The fifth of Fred and Evelyn Coachman’s ten children, Alice Coachman grew up in the segregated South. Barred from public sports facilities because of her race, Coachman used whatever materials she could piece together to practice jumping. Coping with a society that discouraged women from being involved in sports, Coachman struggled to develop as an athlete.
When she reached high school, she easily made the track team. Tuskegee Institute recruiters began to notice her, and her coaches encouraged her to enrol there, thinking it would be an excellent opportunity for her.
By the time she graduated from Tuskegee Institute, she had a trade degree in dressmaking, and had captured four national track and field championship titles in the fifty and hundred-meter dashes, the four-hundred-meter relay, and the running high jump.
In 1948 Coachman joined the American team for the London Olympics. Even after becoming injured during a high jump event, Coachman went on to jump five feet six and one-eighth inches. This was a new record and allowed her to win the only gold medal for the American women’s team.

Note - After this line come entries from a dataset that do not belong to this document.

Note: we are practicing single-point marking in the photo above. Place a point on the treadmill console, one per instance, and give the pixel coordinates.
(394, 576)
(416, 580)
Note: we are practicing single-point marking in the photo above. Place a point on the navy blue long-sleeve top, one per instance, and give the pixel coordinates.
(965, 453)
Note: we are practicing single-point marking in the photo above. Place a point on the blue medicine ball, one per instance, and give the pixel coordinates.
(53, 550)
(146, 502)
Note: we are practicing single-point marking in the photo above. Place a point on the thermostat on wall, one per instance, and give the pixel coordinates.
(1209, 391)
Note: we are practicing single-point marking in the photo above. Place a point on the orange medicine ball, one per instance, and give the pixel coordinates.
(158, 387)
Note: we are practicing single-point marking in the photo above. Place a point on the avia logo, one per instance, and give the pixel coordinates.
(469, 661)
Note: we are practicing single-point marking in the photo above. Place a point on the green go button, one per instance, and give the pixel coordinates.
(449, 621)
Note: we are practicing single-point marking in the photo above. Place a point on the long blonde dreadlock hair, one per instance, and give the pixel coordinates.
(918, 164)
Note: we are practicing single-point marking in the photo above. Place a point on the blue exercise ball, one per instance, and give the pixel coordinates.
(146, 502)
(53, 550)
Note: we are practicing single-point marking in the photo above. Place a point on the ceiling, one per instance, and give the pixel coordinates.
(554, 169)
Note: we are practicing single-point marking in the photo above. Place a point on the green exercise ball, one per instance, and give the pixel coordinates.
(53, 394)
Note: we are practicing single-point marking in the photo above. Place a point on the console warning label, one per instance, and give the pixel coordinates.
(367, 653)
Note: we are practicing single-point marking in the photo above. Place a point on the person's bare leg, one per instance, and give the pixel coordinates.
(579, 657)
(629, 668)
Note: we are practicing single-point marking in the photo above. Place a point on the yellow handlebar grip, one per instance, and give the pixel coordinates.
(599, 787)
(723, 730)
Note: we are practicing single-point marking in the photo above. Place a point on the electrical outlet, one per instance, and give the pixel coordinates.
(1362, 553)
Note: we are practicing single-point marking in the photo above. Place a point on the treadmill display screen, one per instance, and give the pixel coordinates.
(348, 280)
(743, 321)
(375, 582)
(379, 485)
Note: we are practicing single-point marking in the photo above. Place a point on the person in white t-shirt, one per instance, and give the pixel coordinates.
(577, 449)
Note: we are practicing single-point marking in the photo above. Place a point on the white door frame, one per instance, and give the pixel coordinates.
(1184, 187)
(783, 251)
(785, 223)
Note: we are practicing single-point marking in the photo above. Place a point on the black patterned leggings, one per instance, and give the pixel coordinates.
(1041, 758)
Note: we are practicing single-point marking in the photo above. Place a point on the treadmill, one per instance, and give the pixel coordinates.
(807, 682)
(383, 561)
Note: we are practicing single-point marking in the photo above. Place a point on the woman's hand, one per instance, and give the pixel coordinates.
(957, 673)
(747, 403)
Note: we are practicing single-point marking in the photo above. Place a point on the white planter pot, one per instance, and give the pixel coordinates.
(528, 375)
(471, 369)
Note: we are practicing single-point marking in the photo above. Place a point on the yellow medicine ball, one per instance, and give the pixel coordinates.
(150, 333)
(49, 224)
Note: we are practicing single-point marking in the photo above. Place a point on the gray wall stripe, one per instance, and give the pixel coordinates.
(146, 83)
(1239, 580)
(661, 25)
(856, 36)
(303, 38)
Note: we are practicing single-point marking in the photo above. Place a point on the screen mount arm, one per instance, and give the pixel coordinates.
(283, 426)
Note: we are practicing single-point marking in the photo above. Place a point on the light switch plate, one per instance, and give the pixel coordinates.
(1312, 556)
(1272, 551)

When she arrived home after the Olympics, most of the major American newspapers didn’t even mention her, but in her hometown they did! She was escorted home and received a warm welcome from friends, family, and the chief of police, who was standing in for the mayor at the time.
Coachman went on to teach physical education for a high school in Albany, Georgia. She had two children and coached their sports teams as they grew up. She was inducted into the National Track and Field Hall of Fame in 1975.